Crewe was born in Racine, Wisconsin and moved to Waco, Texas around 1910. There she worked as a manicurist. She was known for being an experienced traveler, and a family member suggested she explore the country by motorcycle. Her motorcycle for the trip was a Harley-Davidson two-speed twin-engine with an attached sidecar. She called it The Gray Fellow. She was given a Boston Bull Terrier as a gift and she named the dog Trouble, being quoted as saying “Trouble is the only trouble I will have with me on this trip.”
Crewe began her trip on June 24, 1914, and journeyed from Waco to Dodge City, Kansas for motorcycle races. She then went to St. Louis, Missouri for the annual convention of the Federation of American Motorcyclists. In Chicago she met C. H. Lang, Harley-Davidson’s first motorcycle dealer. She reached Milwaukee in the autumn where she was feted by the stenographers who worked at the Harley-Davidson offices. Crewe and her dog arrived in New York City in December 1914 after traveling 5,378 miles through ten states over six months. She detailed her travels for the Harley-Davidson Dealer and wrote the names of the locations she had traveled through on her sidecar.

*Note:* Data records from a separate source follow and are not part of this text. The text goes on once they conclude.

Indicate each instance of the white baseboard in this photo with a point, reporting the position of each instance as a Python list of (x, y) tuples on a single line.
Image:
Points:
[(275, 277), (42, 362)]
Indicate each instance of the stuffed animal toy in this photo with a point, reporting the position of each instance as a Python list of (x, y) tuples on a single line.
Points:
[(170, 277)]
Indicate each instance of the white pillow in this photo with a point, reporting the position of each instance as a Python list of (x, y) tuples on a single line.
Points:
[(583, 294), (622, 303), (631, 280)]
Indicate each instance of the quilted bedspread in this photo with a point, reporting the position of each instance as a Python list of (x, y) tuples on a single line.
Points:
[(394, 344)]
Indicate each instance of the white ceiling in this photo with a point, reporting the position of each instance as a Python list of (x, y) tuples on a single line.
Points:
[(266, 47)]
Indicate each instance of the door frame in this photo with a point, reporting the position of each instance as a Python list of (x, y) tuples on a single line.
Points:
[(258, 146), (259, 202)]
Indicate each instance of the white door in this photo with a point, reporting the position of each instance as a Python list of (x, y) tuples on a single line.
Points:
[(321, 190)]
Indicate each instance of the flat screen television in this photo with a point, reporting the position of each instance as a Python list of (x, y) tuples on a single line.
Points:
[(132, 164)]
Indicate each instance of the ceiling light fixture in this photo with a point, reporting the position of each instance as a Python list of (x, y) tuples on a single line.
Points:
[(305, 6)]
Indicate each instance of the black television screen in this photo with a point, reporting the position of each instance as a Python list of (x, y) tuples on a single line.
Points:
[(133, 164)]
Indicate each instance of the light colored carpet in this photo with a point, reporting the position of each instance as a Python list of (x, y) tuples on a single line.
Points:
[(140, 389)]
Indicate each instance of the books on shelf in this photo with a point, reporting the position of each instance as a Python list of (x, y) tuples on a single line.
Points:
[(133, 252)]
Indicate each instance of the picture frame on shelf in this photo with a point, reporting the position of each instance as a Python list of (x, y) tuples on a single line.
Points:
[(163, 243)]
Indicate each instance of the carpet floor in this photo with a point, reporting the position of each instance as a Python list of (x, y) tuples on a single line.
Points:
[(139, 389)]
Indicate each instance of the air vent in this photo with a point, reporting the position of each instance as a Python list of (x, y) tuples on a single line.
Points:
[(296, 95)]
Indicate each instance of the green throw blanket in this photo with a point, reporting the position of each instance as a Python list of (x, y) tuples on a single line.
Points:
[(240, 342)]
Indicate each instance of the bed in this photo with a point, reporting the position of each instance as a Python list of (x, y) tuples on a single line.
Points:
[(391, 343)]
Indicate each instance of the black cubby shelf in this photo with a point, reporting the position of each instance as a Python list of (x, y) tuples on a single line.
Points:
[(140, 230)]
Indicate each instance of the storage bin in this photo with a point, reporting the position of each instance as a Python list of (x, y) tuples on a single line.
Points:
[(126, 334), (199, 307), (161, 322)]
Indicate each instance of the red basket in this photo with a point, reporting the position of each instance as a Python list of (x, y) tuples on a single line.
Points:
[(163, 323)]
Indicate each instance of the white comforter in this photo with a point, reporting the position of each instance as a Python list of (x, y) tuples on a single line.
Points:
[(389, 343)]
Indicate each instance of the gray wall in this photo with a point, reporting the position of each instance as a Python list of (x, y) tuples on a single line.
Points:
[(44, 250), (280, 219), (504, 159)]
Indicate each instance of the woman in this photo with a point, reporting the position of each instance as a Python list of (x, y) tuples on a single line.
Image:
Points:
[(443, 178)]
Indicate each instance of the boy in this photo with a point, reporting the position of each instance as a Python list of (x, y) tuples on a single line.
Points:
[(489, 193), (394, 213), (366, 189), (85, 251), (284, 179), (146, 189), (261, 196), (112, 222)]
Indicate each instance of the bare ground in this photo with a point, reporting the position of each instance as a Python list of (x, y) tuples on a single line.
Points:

Crewe had been intending to tour through Europe but her plans were changed because of World War I. She instead traveled to Jacksonville, Florida, planning to cycle through the American South continuing to Cuba and South America. She toured through Cuba and then shipped her motorcycle to Panama, visiting the Panama Canal. She next visited Jamaica and Puerto Rico, before returning to Florida where she then rode to New York City a second time. She kept up a correspondence with the Waco Daily Times-Herald which published her long letters recounting her trips.
In 1917 she drove an automobile from New York City to Los Angeles. She raised money for this trip by painting and selling landscape paintings while on the road.
In her later life she worked again as a manicurist and also as a department store clerk and a registrar. She opened her own beauty parlor in Lynwood, California and was working there until her death in 1926.